Aug 19 2008

i hate the swing

Bear in mind that I have three babywearing apparatuses: a Mamma’s Milk pouch sling, a custom Oh My Mommy Clementine mei tai and a brown Moby wrap. Spice was fine in the Moby for the first couple of weeks, but the Moby is a crazy piece of work to quickly throw on and go, since it’s so incredibly long and drags on the ground. Plus, I’m sure I could get the hang of it with time, but unless I had someone to straighten the wrap on my back so it wasn’t bunched up, it was seriously uncomfortable to wear more than an hour – a huge negative for a sling that’s so much work to get on and off.

The pouch sling is pretty good all around. Mamma’s Milk makes one of the few adjustable pouch slings, with hidden velcro so that there’s no rings, buckles, etc. Again, Spice was okay in it the first few weeks in the cradle hold, but fights it like a mad woman now. I’ve tried her in the tummy-to-tummy position, but she screams and claws at my chest and neck until I take her out. Finally, yesterday we had some degree of success with a careful facing-out position. I know you’re not supposed to have a newborn facing out, but she was half sideways, has good head control and was tucked in bum-first, with her feet lotus up. She could lean against me, and it worked well enough to get her from the breastfeeding support group to the car with one hand free. I’ll keep trying her in it, because it’s by far the fastest to grab and put on. And I’m holding out for using it for hip carries when she gets bigger.

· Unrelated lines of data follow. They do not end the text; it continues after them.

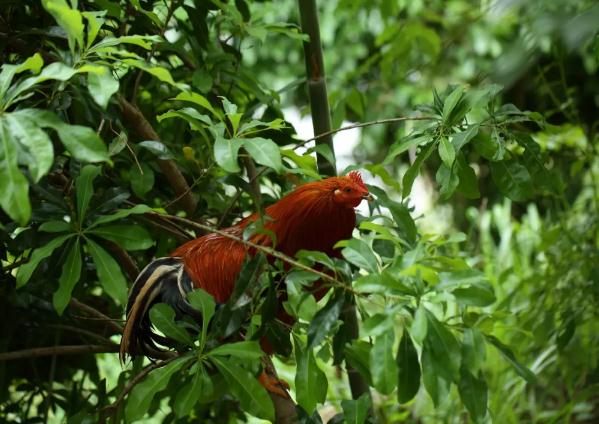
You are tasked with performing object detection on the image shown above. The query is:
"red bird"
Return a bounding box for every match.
[120,171,370,393]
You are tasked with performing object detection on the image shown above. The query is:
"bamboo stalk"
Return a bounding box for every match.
[298,0,337,177]
[298,0,370,399]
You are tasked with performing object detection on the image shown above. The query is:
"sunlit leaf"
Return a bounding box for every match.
[52,238,81,315]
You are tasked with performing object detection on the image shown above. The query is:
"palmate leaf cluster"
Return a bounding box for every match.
[0,0,599,423]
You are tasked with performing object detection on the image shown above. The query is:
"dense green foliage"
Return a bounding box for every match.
[0,0,599,423]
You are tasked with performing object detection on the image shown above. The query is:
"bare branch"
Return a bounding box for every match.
[119,96,197,216]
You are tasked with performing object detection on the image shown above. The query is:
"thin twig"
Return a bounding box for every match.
[293,116,437,149]
[0,344,119,361]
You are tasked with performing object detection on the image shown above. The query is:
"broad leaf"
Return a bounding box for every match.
[87,66,119,109]
[150,303,193,346]
[75,165,100,225]
[485,335,537,384]
[458,366,487,422]
[89,224,154,250]
[395,329,420,403]
[52,238,81,315]
[125,356,191,422]
[207,340,265,360]
[308,290,345,349]
[0,119,31,225]
[5,113,54,182]
[86,238,127,305]
[17,234,74,288]
[243,137,283,172]
[370,328,398,395]
[293,335,328,413]
[341,239,379,272]
[214,136,243,173]
[173,366,213,418]
[341,393,372,424]
[401,143,435,198]
[211,357,275,421]
[424,310,461,381]
[87,205,152,230]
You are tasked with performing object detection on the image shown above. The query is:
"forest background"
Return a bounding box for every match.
[0,0,599,423]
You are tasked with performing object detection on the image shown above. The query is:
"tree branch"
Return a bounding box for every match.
[69,297,123,334]
[119,96,197,216]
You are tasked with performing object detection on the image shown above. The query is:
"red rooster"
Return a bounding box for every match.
[120,171,370,394]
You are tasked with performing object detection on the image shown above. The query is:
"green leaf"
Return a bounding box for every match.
[341,239,379,273]
[38,221,71,233]
[485,334,537,384]
[451,124,479,153]
[401,143,435,199]
[125,356,191,422]
[86,238,127,305]
[439,137,455,168]
[150,303,193,346]
[89,35,162,53]
[87,205,152,230]
[423,310,461,381]
[443,86,464,121]
[129,162,154,198]
[293,334,328,413]
[410,303,428,345]
[0,119,31,225]
[75,165,100,223]
[87,66,119,109]
[489,160,533,202]
[436,163,460,199]
[89,224,154,250]
[187,289,216,346]
[243,137,283,172]
[13,109,110,162]
[52,238,81,315]
[435,269,495,306]
[341,393,372,424]
[462,328,487,373]
[456,153,480,199]
[0,53,44,99]
[42,0,85,51]
[81,10,106,47]
[214,136,243,173]
[421,345,450,407]
[4,113,54,182]
[173,92,219,116]
[121,59,177,87]
[458,366,488,422]
[211,357,275,421]
[137,140,175,159]
[308,291,345,349]
[383,134,431,165]
[206,340,265,359]
[17,234,74,288]
[395,330,420,403]
[173,365,213,418]
[370,328,398,395]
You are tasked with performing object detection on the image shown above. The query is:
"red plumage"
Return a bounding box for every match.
[121,171,370,394]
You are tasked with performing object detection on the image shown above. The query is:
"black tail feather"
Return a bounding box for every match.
[120,257,200,362]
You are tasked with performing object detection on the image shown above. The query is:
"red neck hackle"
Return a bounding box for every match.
[246,171,370,256]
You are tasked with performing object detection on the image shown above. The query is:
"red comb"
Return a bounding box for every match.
[347,171,366,188]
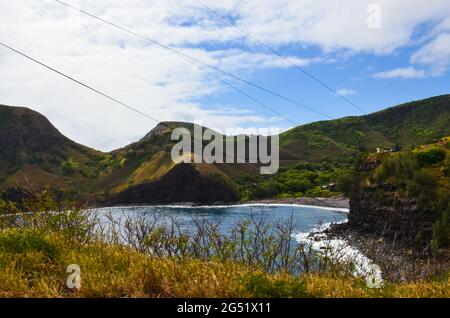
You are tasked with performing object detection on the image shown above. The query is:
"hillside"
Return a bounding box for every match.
[349,137,450,251]
[281,95,450,162]
[0,105,105,190]
[0,95,450,204]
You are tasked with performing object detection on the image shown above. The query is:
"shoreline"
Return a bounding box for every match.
[100,197,350,214]
[322,223,450,282]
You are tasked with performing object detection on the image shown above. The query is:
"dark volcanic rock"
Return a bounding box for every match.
[104,164,238,205]
[348,162,436,250]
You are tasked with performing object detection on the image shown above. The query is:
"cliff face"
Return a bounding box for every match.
[104,164,238,205]
[349,184,436,249]
[348,142,450,251]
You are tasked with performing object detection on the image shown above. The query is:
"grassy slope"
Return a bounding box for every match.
[0,95,450,199]
[281,95,450,161]
[0,230,450,297]
[0,105,105,193]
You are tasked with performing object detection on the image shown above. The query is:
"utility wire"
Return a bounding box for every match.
[53,0,334,119]
[0,42,258,173]
[194,0,367,114]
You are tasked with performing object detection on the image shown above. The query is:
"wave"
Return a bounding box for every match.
[95,203,349,214]
[294,221,382,282]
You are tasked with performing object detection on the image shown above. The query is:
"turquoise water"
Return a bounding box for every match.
[99,205,347,234]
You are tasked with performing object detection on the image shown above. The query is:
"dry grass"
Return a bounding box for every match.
[0,229,450,297]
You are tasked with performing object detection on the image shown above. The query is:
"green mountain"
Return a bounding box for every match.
[0,95,450,204]
[281,95,450,162]
[0,105,105,190]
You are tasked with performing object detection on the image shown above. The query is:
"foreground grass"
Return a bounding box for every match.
[0,229,450,298]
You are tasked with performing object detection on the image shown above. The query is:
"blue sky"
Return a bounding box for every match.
[0,0,450,150]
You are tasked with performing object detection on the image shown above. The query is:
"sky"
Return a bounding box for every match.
[0,0,450,151]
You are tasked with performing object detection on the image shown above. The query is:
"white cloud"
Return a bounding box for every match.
[411,33,450,75]
[373,67,426,79]
[337,88,358,97]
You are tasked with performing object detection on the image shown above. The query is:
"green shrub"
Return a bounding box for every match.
[433,205,450,248]
[417,148,446,167]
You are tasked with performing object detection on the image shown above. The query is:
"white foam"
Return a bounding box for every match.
[95,203,349,214]
[294,221,382,282]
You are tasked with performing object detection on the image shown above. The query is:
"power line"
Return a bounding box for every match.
[194,0,367,114]
[0,42,258,173]
[53,0,334,119]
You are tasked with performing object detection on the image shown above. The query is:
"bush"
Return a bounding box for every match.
[417,148,446,167]
[433,205,450,248]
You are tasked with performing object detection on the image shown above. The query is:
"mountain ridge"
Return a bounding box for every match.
[0,95,450,203]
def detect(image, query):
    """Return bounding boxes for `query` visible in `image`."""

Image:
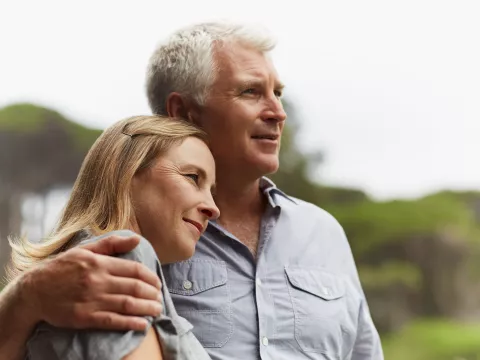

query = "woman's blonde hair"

[7,116,207,280]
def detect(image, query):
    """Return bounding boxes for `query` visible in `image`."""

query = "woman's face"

[132,137,220,264]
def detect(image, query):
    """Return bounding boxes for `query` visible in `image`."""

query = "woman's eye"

[185,174,198,184]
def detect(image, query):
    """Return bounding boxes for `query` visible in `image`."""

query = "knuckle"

[121,296,135,314]
[100,314,115,328]
[72,305,91,328]
[133,281,143,297]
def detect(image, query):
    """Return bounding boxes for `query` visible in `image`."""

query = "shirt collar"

[208,176,298,233]
[260,176,298,207]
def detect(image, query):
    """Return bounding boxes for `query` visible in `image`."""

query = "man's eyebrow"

[184,163,217,194]
[275,81,285,90]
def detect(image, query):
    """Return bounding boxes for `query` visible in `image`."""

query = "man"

[0,23,383,360]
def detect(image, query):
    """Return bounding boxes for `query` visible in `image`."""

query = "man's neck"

[215,179,265,224]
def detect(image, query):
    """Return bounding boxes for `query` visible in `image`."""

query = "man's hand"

[20,236,162,330]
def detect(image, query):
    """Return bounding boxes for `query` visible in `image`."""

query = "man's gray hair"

[146,22,275,115]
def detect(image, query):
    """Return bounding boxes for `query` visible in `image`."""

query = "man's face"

[197,44,286,179]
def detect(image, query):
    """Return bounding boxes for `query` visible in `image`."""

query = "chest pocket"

[285,267,356,359]
[163,260,233,348]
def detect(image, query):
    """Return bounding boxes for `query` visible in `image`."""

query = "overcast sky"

[0,0,480,199]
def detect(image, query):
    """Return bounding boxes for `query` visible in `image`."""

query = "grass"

[382,319,480,360]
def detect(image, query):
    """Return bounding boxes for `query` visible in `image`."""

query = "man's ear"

[167,92,189,120]
[167,92,200,126]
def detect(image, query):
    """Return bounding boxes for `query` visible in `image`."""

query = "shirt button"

[262,336,268,346]
[183,280,193,290]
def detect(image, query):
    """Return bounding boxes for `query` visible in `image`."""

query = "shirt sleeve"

[352,302,383,360]
[27,230,162,360]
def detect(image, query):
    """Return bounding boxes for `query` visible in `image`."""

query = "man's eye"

[242,88,256,94]
[185,174,198,184]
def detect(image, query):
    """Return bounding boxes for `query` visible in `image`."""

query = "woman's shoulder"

[78,229,160,271]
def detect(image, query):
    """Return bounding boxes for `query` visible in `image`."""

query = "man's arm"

[0,236,161,360]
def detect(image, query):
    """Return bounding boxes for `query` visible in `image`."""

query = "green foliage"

[323,193,479,255]
[382,319,480,360]
[0,104,101,151]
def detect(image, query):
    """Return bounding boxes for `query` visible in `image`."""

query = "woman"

[11,116,219,360]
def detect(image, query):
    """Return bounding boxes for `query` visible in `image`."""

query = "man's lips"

[183,218,203,234]
[252,133,280,140]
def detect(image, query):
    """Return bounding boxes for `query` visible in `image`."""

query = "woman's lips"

[183,218,203,235]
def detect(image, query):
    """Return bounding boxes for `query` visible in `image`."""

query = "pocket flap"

[164,260,227,295]
[285,266,345,300]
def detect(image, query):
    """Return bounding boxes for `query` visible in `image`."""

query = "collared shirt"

[27,230,210,360]
[163,179,383,360]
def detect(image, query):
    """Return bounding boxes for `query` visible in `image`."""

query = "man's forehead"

[215,43,283,87]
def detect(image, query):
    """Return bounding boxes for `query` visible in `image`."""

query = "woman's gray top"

[27,230,210,360]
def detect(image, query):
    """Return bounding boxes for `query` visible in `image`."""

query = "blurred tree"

[0,104,100,275]
[270,98,367,206]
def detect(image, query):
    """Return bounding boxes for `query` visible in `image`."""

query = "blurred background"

[0,0,480,360]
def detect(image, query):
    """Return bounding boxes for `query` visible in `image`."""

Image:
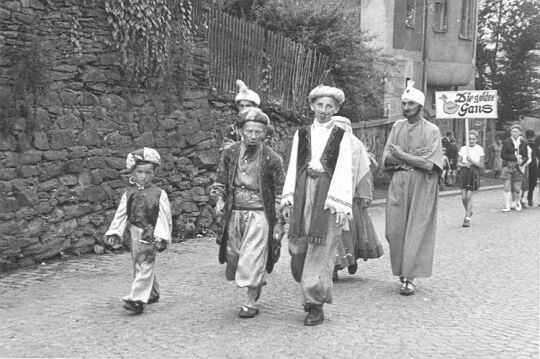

My newest addition is a custom mei tai I bought on Etsy. A mei tai is an ABC (Asian-style Baby Carrier), generally a square/rectangle of cloth with four straps sewn on. Two straps tie around your waist and the other two go over your shoulders, cross at the back, come forward and tied around the baby’s back (newborn) or under their bum (toddler). Basically, it’s like an Ergo without all the bling. I bought the spouse the Ergo and it’s gotten virtually no use because a) he doesn’t remember/want to use it and b) it’s got too much bling. I hate things with buckles and stuff, so I wanted a mei tai. By far, BabyHawk has some of the coolest fabrics and some of the best reviews, but I wasn’t about to drop $115 on Yet Another Carrier that Spice would scream at. Thankfully, there’s Etsy, home of Lots of Cool Things made by SAHMs at Low Prices. I browsed around and settled on a cute custom mei tai with a pink/white/brown stripe pattern and black straps. After some confusion on my part in regards to how many mailboxes I have outside my house, it arrived and Spice screamed each time I put her in. Joy. Until it occurred to me to make it a little shorter by folding up the bottom and putting her in again facing out, bum in first. Success! I carried her around for about 10 minutes like that until she started to fuss. No point in pushing my luck, right?

But the swing. *sigh*

I want to carry her, my precious little bundle o’ joy, but she just won’t stand it! Bleah. And there’s only so much in-arms I can do without having at least a hand free, so.. we got a swing a couple of weeks ago. I felt super guilty about it, until I accepted the fact that this is not a battle – it’s about her being happy and comfortable. I almost always try to soothe her to sleep in my arms, but sometimes she’s just too cranky and tired and keeps fussing. I tuck her into the swing, pop it on the fastest speed and put some lullabies or white noise on, and she’s asleep faster than a drunken me passing out on the bed. She’s not going to be 10-years-old and needing to swing herself to sleep, right? And I keep trying the different slings every week since she seems to go through phases of what she likes.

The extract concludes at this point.